I don’t know if you have spiritual practices that others don’t view as spiritual practices, but I do.
Like cutting the grass. Once I realized there is substantially no difference between walking the labyrinth and cutting the grass with my push mower, I came to see cutting the grass as a spiritual practice.
Another one I have is looking at my Facebook Memories. It is like a perpetual journal, where I can see what was on my mind on this day for each year for the 12 years I have been on that platform. And sometimes I cringe at what I said, and sometimes the urgency of my post is lost, and now it just seems inane, but always I end up with things to reflect on in my quest to find healing for myself.
And today, I was reflecting on the lost relationships I have, most especially with the people I grew up with. What led me to this was noticing someone with whom I had went to High School and who had once commented on something of mine from 10 years ago, but who was no longer my Facebook friend. And then I noticed he was Facebook friends with other people from my childhood that I didn’t know he knew (different circle of friends) and that made me reflect on A) How small the world of my childhood was and B) How shut out of that world I am now.
As a child, I had the curse of being the kid who read, and while that helped me substantially with trivia contests and ACT scores, it also made me dissatisfied with the small world in which I lived. It gave me a desire to see more of the world than the 30 acres on which we lived after inheriting it from my grandmother, and the small church with my grandfather’s name on the cornerstone as the chair of the building committee, and the sure thing job I could have had as a lineman for the Power company my cousin was the head of.
So, I left. In fact, I once overheard my mother describe me that way to a friend – Hugh was the one who left. I didn’t really have a plan, and it showed. I was a Marine for a while, and did all sorts of jobs from lineman to firefighter while I was a wandering scholar for a while, and I was a husband for a while until I wasn’t, and then I sold securities and a hunk of my soul at a chance at the brass ring, only to find it was bitter in my mouth and required copious amounts of alcohol to make it palatable to me.
But all of that happened because I was the one who left.

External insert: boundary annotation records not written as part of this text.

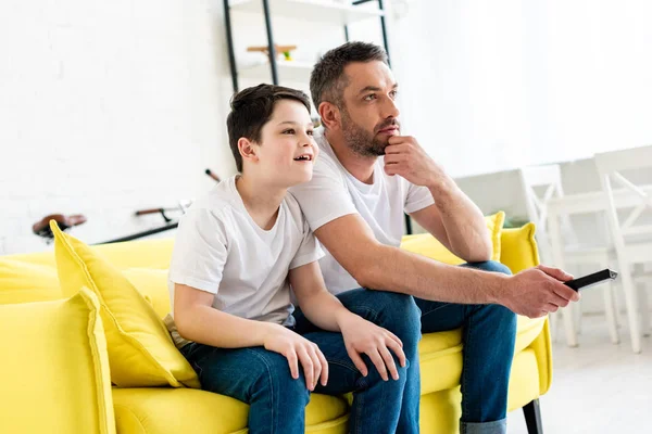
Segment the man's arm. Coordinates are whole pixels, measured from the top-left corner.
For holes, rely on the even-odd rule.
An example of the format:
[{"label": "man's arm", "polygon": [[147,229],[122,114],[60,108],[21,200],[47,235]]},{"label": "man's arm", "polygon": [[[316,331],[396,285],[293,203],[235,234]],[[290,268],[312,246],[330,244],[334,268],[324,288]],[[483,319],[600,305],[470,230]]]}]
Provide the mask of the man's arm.
[{"label": "man's arm", "polygon": [[427,188],[435,205],[411,216],[452,253],[475,263],[491,258],[491,240],[480,209],[413,137],[392,137],[385,149],[385,171]]},{"label": "man's arm", "polygon": [[501,304],[516,314],[541,317],[578,299],[562,283],[572,277],[538,267],[514,277],[452,267],[379,243],[356,214],[335,219],[315,231],[317,239],[363,286],[419,298]]},{"label": "man's arm", "polygon": [[467,263],[491,259],[491,239],[480,209],[454,184],[444,192],[430,192],[435,204],[410,216]]}]

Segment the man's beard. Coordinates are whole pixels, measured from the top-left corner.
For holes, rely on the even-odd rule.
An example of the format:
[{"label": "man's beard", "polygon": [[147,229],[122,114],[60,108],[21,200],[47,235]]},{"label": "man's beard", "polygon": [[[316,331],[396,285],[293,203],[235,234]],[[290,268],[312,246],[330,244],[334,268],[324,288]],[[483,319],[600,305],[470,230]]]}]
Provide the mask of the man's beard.
[{"label": "man's beard", "polygon": [[[385,155],[385,148],[389,144],[389,137],[381,139],[355,124],[347,110],[342,110],[342,135],[351,151],[362,156]],[[390,119],[379,125],[376,130],[388,128],[392,125],[399,126],[397,119]]]}]

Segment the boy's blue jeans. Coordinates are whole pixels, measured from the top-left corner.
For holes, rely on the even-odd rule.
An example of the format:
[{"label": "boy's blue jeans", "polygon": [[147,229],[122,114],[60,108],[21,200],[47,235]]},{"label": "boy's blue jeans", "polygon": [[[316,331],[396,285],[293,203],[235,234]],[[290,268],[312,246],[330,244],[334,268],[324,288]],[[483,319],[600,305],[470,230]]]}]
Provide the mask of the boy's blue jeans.
[{"label": "boy's blue jeans", "polygon": [[[365,289],[348,291],[338,298],[349,310],[394,333],[403,343],[408,363],[401,368],[394,357],[399,380],[386,382],[363,356],[368,374],[362,376],[347,354],[341,333],[317,329],[298,310],[294,330],[317,344],[328,360],[328,384],[318,384],[315,392],[353,392],[351,433],[418,433],[421,312],[414,298]],[[197,371],[202,388],[250,405],[251,434],[305,432],[310,393],[303,373],[299,380],[291,378],[284,356],[263,347],[225,349],[196,343],[183,347],[181,353]]]},{"label": "boy's blue jeans", "polygon": [[[494,261],[464,266],[510,273]],[[369,374],[363,378],[349,358],[340,333],[319,331],[300,310],[294,312],[296,331],[316,343],[328,360],[328,385],[317,385],[315,392],[354,392],[350,432],[418,432],[421,330],[430,333],[457,328],[463,328],[464,342],[461,434],[506,432],[507,386],[516,339],[516,316],[511,310],[364,289],[348,291],[338,298],[351,311],[397,334],[409,360],[408,369],[399,369],[398,382],[384,382],[364,357]],[[250,433],[304,432],[303,411],[310,395],[303,376],[299,381],[290,376],[285,357],[261,347],[221,349],[200,344],[189,344],[181,353],[198,372],[202,387],[251,405]]]}]

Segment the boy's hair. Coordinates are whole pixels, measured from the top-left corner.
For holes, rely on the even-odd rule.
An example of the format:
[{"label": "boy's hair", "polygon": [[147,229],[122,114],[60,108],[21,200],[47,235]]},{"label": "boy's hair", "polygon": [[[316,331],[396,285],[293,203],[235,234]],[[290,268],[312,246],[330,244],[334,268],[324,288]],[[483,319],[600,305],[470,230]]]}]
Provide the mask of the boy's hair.
[{"label": "boy's hair", "polygon": [[353,62],[379,61],[389,65],[387,53],[367,42],[347,42],[324,54],[310,75],[310,93],[317,110],[324,101],[342,107],[347,87],[344,67]]},{"label": "boy's hair", "polygon": [[238,140],[247,138],[253,142],[261,141],[263,126],[274,113],[279,100],[299,101],[310,113],[310,100],[305,93],[283,86],[259,85],[236,93],[230,100],[230,113],[226,117],[228,143],[238,171],[242,171],[242,155],[238,150]]}]

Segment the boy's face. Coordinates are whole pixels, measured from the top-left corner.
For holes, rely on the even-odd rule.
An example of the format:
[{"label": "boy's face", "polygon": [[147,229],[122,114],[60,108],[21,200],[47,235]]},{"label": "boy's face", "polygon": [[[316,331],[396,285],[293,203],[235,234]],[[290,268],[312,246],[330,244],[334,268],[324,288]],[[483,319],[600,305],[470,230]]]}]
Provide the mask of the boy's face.
[{"label": "boy's face", "polygon": [[319,152],[312,135],[313,123],[302,103],[277,101],[261,131],[261,143],[252,143],[258,158],[255,167],[248,169],[284,188],[310,181]]}]

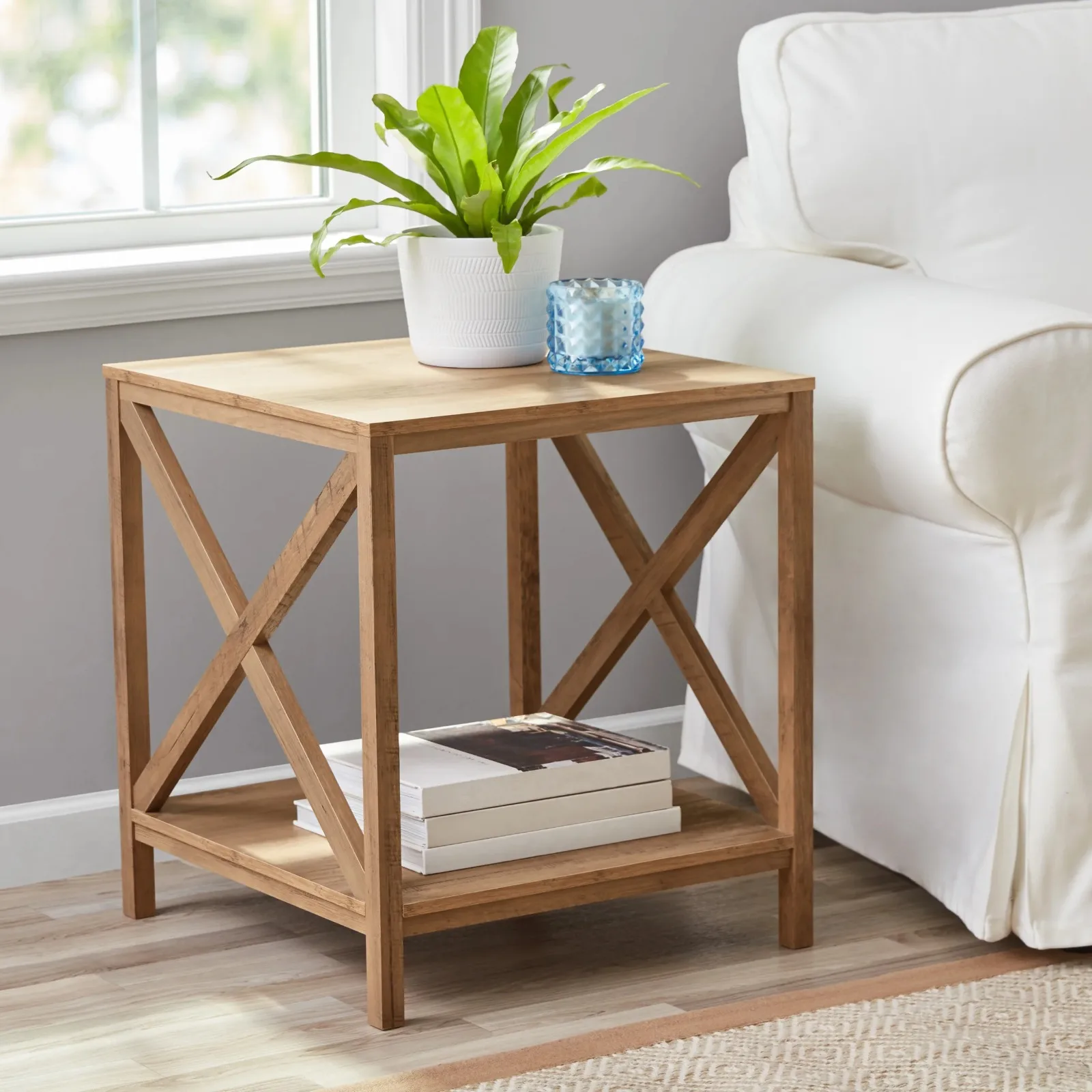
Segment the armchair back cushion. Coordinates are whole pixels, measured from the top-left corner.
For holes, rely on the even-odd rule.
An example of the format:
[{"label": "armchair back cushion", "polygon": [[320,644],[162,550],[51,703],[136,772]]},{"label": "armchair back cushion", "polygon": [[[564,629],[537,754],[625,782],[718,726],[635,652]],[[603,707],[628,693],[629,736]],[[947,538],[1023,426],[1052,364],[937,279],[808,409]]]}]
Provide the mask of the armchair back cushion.
[{"label": "armchair back cushion", "polygon": [[1092,2],[792,15],[739,50],[748,237],[1092,311]]}]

I could have stayed. I would have had a good paying job. I had a ready-made social circle, and a name that in that community meant a level of privilege I have never felt elsewhere. My world would have been smaller but more comfortable, and definitely easier. I would most likely have married someone I had known for years and years, have bought a house not far from mom and dad, most likely have ended up on the best end of the Republican party (but maybe not, as my home county went for Obama and Hillary in the last two Presidential elections), and been an active member of the Methodist church of my childhood.
But none of that happened, because I was the one who left. I met, and knew, and loved people who were different than any of the people we knew growing up. I read books that wouldn’t have been permitted in the small library of my home town. I saw parts of the world that are a mystery to some of the people I grew up with, and I knew both plenty and want, and learned from both experiences. And because of all of that, I came to care about things that were not concerns of the world in which I was raised.
I am the product of Scots-Irish honor culture, and we tend to feel strongly about things. For some of us it is the rights of the unborn, and for others the rights of LGBT folk to marry those they love, and for yet others it is SEC football, but we all feel strongly all the same. And because I was the one who left, I learned to feel strongly about different things.
And because we all feel strongly, it often leads to feuds at worst and passive aggression at best, and it meant that I wasn’t a member of those circles any more. I will never again spend a crisp morning in a deer stand with people I have known my whole life, or have a job in the community that nurtured my family for more than 100 years, or be welcome – fully welcome – in the church of my childhood.
I like being me. But sometimes, like this morning, I wonder what it would have been like had I not left. Had I been content with where I was from, and decided to lean into being a member of that community. If I had 5 acres with a horse in the back lot and a workshop and a pick-up truck, if the only wine I had ever drank was Boone’s Farm, if going to Memphis was as far as I would travel most years, if I was just an active member of a church where my kinfolk were buried in the cemetery next door.
A friend once said she had nostalgia for a different past, and I think that is what came over me this morning – a nostalgia for a different past.